Friday, March 19, 2010

Is your company considering hiring new employees?

If so, there is now a tax credit that companies can take advantage of through the Hiring Incentive to Restore Employment Act (HIRE). Employers are encouraged to make hiring, pay and retention decisions as soon as possible, as the HIRE Act provides greater benefits to those employers that hire early and that substantially maintain their new hires’ wages.

On March 18, 2010, President Obama signed the Hiring Incentive to Restore Employment Act. Intended to spur employment, this statute creates significant tax incentives for employers to hire and retain workers. It applies to all for-profit and non-profit employers, regardless of size, and including public institutions of higher education. The HIRE Act exempts employers from Social Security taxes in 2010 with regard to each new employee who meets the following criteria:

• Begins employment after February 3, 2010 and before January 1, 2011;
• Certifies by signed affidavit, that he or she has not been employed for more than 40 hours during the 60-day period ending on the date when he or she begins the new employment.

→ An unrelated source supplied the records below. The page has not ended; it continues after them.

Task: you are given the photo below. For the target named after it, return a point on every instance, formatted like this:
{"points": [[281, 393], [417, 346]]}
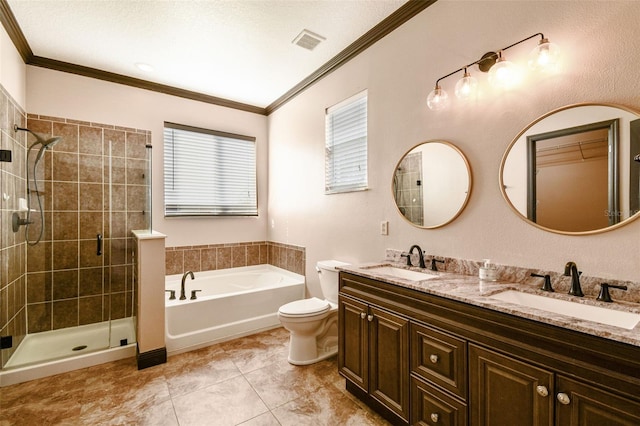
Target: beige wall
{"points": [[12, 69], [399, 71], [66, 95]]}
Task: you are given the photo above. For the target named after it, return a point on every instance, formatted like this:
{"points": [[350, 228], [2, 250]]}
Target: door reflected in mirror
{"points": [[572, 171], [431, 184]]}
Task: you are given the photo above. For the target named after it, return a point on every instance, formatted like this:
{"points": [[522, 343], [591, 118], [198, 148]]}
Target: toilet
{"points": [[313, 323]]}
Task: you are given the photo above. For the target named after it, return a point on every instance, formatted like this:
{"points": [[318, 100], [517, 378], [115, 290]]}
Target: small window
{"points": [[346, 145], [208, 173]]}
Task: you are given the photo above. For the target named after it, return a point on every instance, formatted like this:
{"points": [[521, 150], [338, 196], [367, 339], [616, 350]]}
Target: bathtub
{"points": [[232, 303]]}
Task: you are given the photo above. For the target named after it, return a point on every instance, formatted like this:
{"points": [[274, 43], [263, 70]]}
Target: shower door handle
{"points": [[99, 245]]}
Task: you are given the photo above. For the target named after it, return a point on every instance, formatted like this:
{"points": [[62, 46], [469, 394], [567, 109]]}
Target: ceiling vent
{"points": [[308, 40]]}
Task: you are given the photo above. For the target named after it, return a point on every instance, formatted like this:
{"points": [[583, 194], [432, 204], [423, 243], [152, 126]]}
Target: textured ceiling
{"points": [[239, 50]]}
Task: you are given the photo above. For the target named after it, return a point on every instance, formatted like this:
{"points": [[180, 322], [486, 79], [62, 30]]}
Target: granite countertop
{"points": [[471, 290]]}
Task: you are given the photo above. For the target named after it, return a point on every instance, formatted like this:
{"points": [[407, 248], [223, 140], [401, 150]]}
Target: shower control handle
{"points": [[99, 245]]}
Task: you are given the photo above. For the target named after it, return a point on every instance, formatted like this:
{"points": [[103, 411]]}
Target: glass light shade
{"points": [[466, 87], [438, 99], [545, 57], [504, 74]]}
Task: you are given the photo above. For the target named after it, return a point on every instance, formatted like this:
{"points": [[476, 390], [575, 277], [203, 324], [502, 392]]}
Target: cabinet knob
{"points": [[542, 391], [564, 398]]}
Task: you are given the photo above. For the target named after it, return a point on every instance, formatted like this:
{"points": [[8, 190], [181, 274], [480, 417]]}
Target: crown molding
{"points": [[67, 67], [393, 21]]}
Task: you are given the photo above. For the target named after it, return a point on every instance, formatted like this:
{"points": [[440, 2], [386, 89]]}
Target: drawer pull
{"points": [[564, 398], [542, 391]]}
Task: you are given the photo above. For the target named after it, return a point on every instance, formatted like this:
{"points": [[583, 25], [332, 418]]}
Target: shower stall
{"points": [[78, 190]]}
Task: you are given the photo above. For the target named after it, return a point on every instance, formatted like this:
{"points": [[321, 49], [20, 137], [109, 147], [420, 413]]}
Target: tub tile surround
{"points": [[13, 263], [246, 381], [460, 282], [223, 256]]}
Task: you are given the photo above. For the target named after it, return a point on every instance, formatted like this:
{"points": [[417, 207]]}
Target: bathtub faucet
{"points": [[184, 277]]}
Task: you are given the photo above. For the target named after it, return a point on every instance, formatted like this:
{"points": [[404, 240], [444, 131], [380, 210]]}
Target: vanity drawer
{"points": [[431, 406], [439, 358]]}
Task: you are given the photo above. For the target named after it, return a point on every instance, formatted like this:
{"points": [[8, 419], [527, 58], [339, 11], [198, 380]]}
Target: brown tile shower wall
{"points": [[93, 182], [222, 256], [13, 312]]}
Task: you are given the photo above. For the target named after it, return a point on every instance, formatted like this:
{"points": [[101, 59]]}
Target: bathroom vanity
{"points": [[443, 352]]}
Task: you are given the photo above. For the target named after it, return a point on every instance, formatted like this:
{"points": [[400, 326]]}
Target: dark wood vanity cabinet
{"points": [[425, 360], [505, 391], [375, 357]]}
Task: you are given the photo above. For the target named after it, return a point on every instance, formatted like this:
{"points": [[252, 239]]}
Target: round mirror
{"points": [[572, 171], [431, 184]]}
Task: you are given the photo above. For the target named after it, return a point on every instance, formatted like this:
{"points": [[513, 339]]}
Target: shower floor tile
{"points": [[246, 381]]}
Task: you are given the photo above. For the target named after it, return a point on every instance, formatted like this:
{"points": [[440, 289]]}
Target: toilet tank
{"points": [[329, 278]]}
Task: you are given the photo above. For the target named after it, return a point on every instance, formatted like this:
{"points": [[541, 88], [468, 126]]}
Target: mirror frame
{"points": [[469, 188], [517, 138]]}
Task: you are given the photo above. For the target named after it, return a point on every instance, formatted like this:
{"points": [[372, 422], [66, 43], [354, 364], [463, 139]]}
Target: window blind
{"points": [[346, 145], [208, 173]]}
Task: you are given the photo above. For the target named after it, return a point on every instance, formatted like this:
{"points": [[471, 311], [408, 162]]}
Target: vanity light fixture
{"points": [[502, 73]]}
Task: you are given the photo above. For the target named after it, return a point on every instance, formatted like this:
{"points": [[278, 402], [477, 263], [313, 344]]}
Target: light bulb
{"points": [[438, 99], [504, 74], [545, 57], [466, 86]]}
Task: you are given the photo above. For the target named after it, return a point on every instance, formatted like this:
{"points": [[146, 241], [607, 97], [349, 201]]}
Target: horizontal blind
{"points": [[346, 146], [208, 173]]}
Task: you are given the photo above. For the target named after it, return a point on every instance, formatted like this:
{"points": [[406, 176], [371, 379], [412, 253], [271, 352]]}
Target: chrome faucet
{"points": [[420, 256], [184, 277], [570, 269]]}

The HIRE Act also increases the current year business credit with respect to each new hire who is retained for a full year, provided that the employee:

• Was hired by the taxpayer on any date during the taxable year ending after March 18, 2010;
• Was employed by the taxpayer for a period of not less than 52 consecutive weeks; and
• Whose wages during the last 26 weeks of this employment equal at least 80% of the wages for the first 26 weeks of this employment.

The tax credit for each retained worker is increased by 6.2% of the wages paid to the retained worker during the consecutive 52-week period. If an employer paid an employee $53,400 from now until the end of the year, it could save a maximum of $3,310. An additional $1,000 income tax credit is available to employers for every new employee retained for 52 weeks, to be taken on the employer’s 2011 income tax. Please contact your tax advisor or Ipswich Bay Advisors (978-777-6554) with any questions.

Friday, March 12, 2010

Additional COBRA Subsidy Extension - 2010

On March 2, 2010, President Obama signed the Temporary Extension Act of 2010 (H.R. 4691), which extends the eligibility period for the COBRA premium subsidy through March 31, 2010. The eligibility period, as previously extended by the Department of Defense Appropriations Act, 2010 (P.L. 111-118), had expired on February 28, 2010.

The law also expands the definition of "assistance eligible individual" to include as a qualifying event the loss of health care coverage because of a reduction in hours followed by involuntary termination of employment. The Act provides that individuals who had a reduction of hours between September 1, 2008 and March 31, 2010, followed by an involuntary termination of employment on or after March 2, 2010, shall be treated as incurring a qualifying event on the date of termination of employment. As a result, these individuals will be eligible for the COBRA subsidy. The period of COBRA continuation coverage, however, is determined as though the qualifying event was the reduction of hours. Group health plans must notify affected individuals within sixty (60) days following their termination of employment of their right to the COBRA subsidy.

The Temporary Extension Act also provides short-term extensions of several authorities, including those related to unemployment compensation, Medicare physician payments, Medicare therapy caps, surface transportation programs, flood insurance programs, retransmission of television broadcasts, Federal poverty guidelines, and Small Business Administration loan guarantees.